En Tucumán, administradores de consorcio aseguran que otro obstáculo para instalar esta tecnología es la morosidad. “Cada vez que se propuso la compra de un grupo electrógeno el consorcio lo rechazó, porque en Tucumán hay un alto nivel de morosidad. Hacer expensas extraordinarias para solventar esa compra es imposible. La morosidad se da por muchos factores: carencia real, picardía, entre otros. Mayormente es porque la gente se abusa y sabe que el cobro vía legal es difícil y largo”, dijo un administrador de consorcios tucumano, que pidió que no publiquen su nombre para evitar “disgustos” con los inquilinos y propietarios. Por otra parte, otro factor que no sirve de presión para la compra de un grupo electrógeno son los esporádicos y breves cortes de suministro eléctrico en el microcentro, donde se erige la mayor cantidad de edificios de la provincia: “si fueran más prolongados y constantes (los cortes) los mismos propietarios cambiarían de idea”.

Tecnología mixta

Las insuficiencias del sistema eléctrico y la contaminación de los motores obligaron a los constructores a buscar nuevas alternativas para enfrentar esta problemática. Desarrolladores inmobiliarios locales encontraron en los paneles solares una solución -a medias- para proveer de luz ciertos sectores de casas o edificios y reducir la contaminación. Máximo Coletti explicó que en varios de los edificios que él construyó utilizan paneles solares que proveen a diario de iluminación general al inmueble y a las bombas de agua, y que continúan haciéndolo normalmente cuando hay cortes: “por ahora no hay tecnología solar suficiente para que brinden suministro a los ascensores. Dadas las circunstancias, estamos planteando generadores para ascensores únicamente. El resto seguirá funcionando con energía solar”.

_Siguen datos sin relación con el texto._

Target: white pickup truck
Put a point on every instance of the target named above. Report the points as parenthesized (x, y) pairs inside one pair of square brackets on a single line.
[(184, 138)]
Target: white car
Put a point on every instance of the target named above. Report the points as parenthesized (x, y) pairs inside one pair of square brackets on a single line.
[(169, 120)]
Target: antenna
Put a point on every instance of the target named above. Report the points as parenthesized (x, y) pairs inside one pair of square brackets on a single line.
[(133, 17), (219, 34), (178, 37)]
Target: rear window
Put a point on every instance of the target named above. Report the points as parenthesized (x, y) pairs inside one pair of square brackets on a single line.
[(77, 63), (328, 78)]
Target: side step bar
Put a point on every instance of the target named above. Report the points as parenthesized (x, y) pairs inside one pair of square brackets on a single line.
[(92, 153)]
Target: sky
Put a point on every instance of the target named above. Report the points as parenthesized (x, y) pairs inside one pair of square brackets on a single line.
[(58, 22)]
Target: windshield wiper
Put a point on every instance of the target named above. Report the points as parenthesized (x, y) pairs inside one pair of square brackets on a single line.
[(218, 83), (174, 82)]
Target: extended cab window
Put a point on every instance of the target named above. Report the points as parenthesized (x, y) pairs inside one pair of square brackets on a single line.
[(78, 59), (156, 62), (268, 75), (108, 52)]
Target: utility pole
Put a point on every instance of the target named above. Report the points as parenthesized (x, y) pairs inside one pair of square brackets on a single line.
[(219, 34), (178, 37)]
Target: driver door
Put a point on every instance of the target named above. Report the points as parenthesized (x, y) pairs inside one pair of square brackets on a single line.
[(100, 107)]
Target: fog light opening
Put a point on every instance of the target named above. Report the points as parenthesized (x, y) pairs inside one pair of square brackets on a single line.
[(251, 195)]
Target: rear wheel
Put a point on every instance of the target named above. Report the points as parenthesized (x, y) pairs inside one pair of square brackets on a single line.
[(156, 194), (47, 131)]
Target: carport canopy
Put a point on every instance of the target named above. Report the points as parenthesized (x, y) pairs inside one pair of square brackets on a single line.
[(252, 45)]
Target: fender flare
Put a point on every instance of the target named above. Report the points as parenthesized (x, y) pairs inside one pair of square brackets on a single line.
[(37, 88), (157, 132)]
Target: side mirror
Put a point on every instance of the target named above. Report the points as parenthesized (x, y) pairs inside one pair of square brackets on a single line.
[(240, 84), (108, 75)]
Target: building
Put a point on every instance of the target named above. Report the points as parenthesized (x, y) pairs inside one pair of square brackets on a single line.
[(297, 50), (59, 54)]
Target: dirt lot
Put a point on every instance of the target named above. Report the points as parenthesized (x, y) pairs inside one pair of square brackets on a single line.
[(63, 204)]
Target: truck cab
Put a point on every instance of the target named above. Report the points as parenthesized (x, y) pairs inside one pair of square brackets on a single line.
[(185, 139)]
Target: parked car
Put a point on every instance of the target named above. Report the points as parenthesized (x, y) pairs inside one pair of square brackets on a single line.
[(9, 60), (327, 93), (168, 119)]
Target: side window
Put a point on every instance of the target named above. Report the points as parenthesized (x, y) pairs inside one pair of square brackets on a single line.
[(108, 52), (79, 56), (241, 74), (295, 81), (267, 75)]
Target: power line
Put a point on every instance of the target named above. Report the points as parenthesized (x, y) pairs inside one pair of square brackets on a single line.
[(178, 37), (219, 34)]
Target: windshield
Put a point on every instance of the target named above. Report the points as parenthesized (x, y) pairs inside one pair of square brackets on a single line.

Qué hay que saber antes de comprar

El grupo electrógeno es una máquina que genera electricidad gracias a un motor de combustión interna, explica Daniel Zeitune, gerente de Mundo Ferretero, y agrega que en general esos equipos usan nafta. “Igual que ocurre con un auto, sólo se justifica comprar uno diesel si el consumo es alto, porque el equipo diesel es más caro”, aclaró. Para calcular qué generador necesitamos, Zeitune indica que hay que evaluar si en casa hay artefactos con motor, como heladeras, acondicionadores de aire, bombas de agua y hasta ascensores. “Es necesario saber que al momento del arranque del motor, el consumo nominal se multiplica por cuarto”, especifica. Así, por ejemplo, un split frío calor de 3.000 frigorías, que consume unos 1.200 vatios, al momento de arrancar necesitará 4.800. Un equipo de 13 kva de potencia, que permite refrigerar negocios grandes, o bares, por ejemplo, ronda los $ 140.000; se puede pagar con tarjeta, hasta en tres cuotas sin interés. “Con los cortes de las últimas semanas la gente pregunta mucho, pero la demanda concreta no aumentó gran cosa”, reconoció Zeitune.

Equipos hogareños

Según informó Adela Paz, de la ferretería Polos, un grupo electrógeno mediano, de 5.2 kva, permite hacer funcionar la heladera y dos acondicionadores de aire chicos (consumen unos 1.700 vatios c/u). Cuesta unos $ 25.000 de contado y tiene una autonomía de ocho horas con un tanque de nafta de 12 litros.